1. v = arange(256) 2. Tlog = uint8((255./log(256.)) * log(v + 1)) 3. f = ia.ianormalize(adreadgray('lenina.pgm'), [0, 255]) 4. print "f info:", ia.iaimginfo(f) 5. print "Tlog info:", ia.iaimginfo(Tlog) 6. g = ia.iaapplylut(f, Tlog) 7. adshow(f, title='f') 8. adshow(ia.iaplot([Tlog])) 9. adshow(g, title='g')
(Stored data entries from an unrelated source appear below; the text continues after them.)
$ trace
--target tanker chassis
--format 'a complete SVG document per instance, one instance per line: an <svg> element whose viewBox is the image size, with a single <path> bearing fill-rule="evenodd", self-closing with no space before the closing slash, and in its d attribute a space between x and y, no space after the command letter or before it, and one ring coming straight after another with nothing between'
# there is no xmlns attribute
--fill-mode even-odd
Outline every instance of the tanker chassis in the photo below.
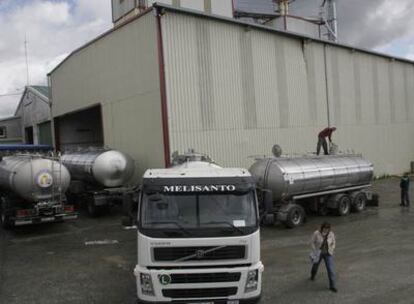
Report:
<svg viewBox="0 0 414 304"><path fill-rule="evenodd" d="M258 301L259 216L247 170L202 161L150 169L138 206L139 303Z"/></svg>
<svg viewBox="0 0 414 304"><path fill-rule="evenodd" d="M270 157L250 167L260 201L261 222L301 225L306 212L345 216L377 203L373 165L360 155Z"/></svg>
<svg viewBox="0 0 414 304"><path fill-rule="evenodd" d="M69 201L84 203L92 217L115 204L125 205L134 195L134 187L125 186L134 173L134 161L125 153L105 149L66 152L62 162L72 176Z"/></svg>
<svg viewBox="0 0 414 304"><path fill-rule="evenodd" d="M0 157L0 224L8 229L76 219L63 192L68 170L57 158L39 154Z"/></svg>

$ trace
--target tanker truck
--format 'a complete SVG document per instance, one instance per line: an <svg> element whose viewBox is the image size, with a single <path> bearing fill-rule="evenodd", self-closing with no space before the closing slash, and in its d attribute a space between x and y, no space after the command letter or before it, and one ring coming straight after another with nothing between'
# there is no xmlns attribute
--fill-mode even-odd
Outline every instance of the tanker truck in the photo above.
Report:
<svg viewBox="0 0 414 304"><path fill-rule="evenodd" d="M249 171L190 151L149 169L138 203L138 303L254 303L259 210Z"/></svg>
<svg viewBox="0 0 414 304"><path fill-rule="evenodd" d="M24 150L27 146L24 146ZM4 147L3 147L4 148ZM8 152L19 147L9 148ZM4 151L4 149L3 149ZM14 152L15 153L15 152ZM0 223L3 228L76 219L64 192L70 174L57 157L0 156Z"/></svg>
<svg viewBox="0 0 414 304"><path fill-rule="evenodd" d="M72 176L68 200L84 203L90 216L124 203L133 195L133 188L126 183L134 174L135 165L125 153L106 149L65 152L62 163Z"/></svg>
<svg viewBox="0 0 414 304"><path fill-rule="evenodd" d="M339 216L361 212L371 191L373 165L361 155L279 156L257 159L249 169L260 198L261 220L293 228L305 210Z"/></svg>

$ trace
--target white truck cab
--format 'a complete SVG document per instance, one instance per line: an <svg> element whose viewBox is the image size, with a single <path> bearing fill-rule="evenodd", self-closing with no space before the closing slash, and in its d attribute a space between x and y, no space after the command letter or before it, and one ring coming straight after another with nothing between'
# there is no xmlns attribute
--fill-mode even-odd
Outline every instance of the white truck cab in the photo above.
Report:
<svg viewBox="0 0 414 304"><path fill-rule="evenodd" d="M139 303L254 303L263 264L246 169L190 161L145 172L138 207Z"/></svg>

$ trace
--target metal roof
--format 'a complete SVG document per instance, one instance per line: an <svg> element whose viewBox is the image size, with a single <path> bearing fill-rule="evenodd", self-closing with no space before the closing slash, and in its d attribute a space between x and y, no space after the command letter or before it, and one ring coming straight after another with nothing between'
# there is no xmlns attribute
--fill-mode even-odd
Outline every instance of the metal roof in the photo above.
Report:
<svg viewBox="0 0 414 304"><path fill-rule="evenodd" d="M0 122L3 122L3 121L8 121L8 120L15 120L15 119L20 119L20 116L8 116L8 117L3 117L3 118L0 118Z"/></svg>
<svg viewBox="0 0 414 304"><path fill-rule="evenodd" d="M367 54L371 54L371 55L385 57L385 58L388 58L390 60L398 60L398 61L414 64L414 61L409 60L407 58L392 56L392 55L389 55L389 54L369 50L369 49L366 49L366 48L356 47L356 46L353 46L353 45L333 42L333 41L329 41L329 40L323 40L323 39L315 38L315 37L304 35L304 34L298 34L298 33L289 32L289 31L281 31L281 30L277 30L277 29L269 27L269 26L259 25L259 24L256 24L256 23L248 22L248 21L241 21L241 20L237 20L237 19L234 19L234 18L228 18L228 17L218 16L218 15L212 15L212 14L208 14L208 13L193 10L193 9L187 9L187 8L182 8L182 7L174 7L174 6L171 6L171 5L161 4L161 3L156 2L156 3L153 4L152 7L148 8L143 13L131 18L129 21L127 21L127 22L125 22L125 23L123 23L123 24L121 24L117 27L114 27L114 28L104 32L103 34L101 34L98 37L96 37L95 39L89 41L85 45L83 45L83 46L75 49L74 51L72 51L65 59L63 59L47 75L50 76L66 60L68 60L70 57L72 57L77 52L79 52L82 49L88 47L92 43L100 40L101 38L105 37L106 35L111 34L112 32L118 30L119 28L133 22L134 20L140 18L141 16L146 15L147 13L153 11L154 9L161 10L161 11L163 11L163 13L170 11L170 12L174 12L174 13L187 14L187 15L191 15L191 16L194 16L194 17L207 18L207 19L211 19L211 20L215 20L215 21L224 22L224 23L230 23L230 24L234 24L234 25L246 26L246 27L249 27L249 28L257 29L257 30L276 33L278 35L282 35L282 36L285 36L285 37L291 37L291 38L296 38L296 39L301 39L301 40L308 40L308 41L317 41L317 42L320 42L320 43L323 43L323 44L326 44L326 45L333 45L333 46L343 47L343 48L346 48L346 49L349 49L349 50L352 50L352 51L359 51L359 52L362 52L362 53L367 53Z"/></svg>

f info: <type 'numpy.ndarray'> (256, 256) uint8 0 255 Tlog info: <type 'numpy.ndarray'> (256,) uint8 0 255
Sometimes the input image has ranges in floating point or ranges not suitable for displaying or processing. The normalization function is used to fit the range of the gray scales, preserving the linear gray scale relationship of the input image. The intensity function that provides the normalization is a straight line segment which can be defined by its two extremities. Suppose the input gray scales ranges from m1 to m2 and we want to normalize the image to the range of M1 to M2. The two extremities points are (m1,M1) and (m2,M2). The equation for the intensity normalization function is point-slope form of the line equation: T(v) - M1 =(M2-M1)/(m2-m1)*(v - m1). The function ianormalize does that.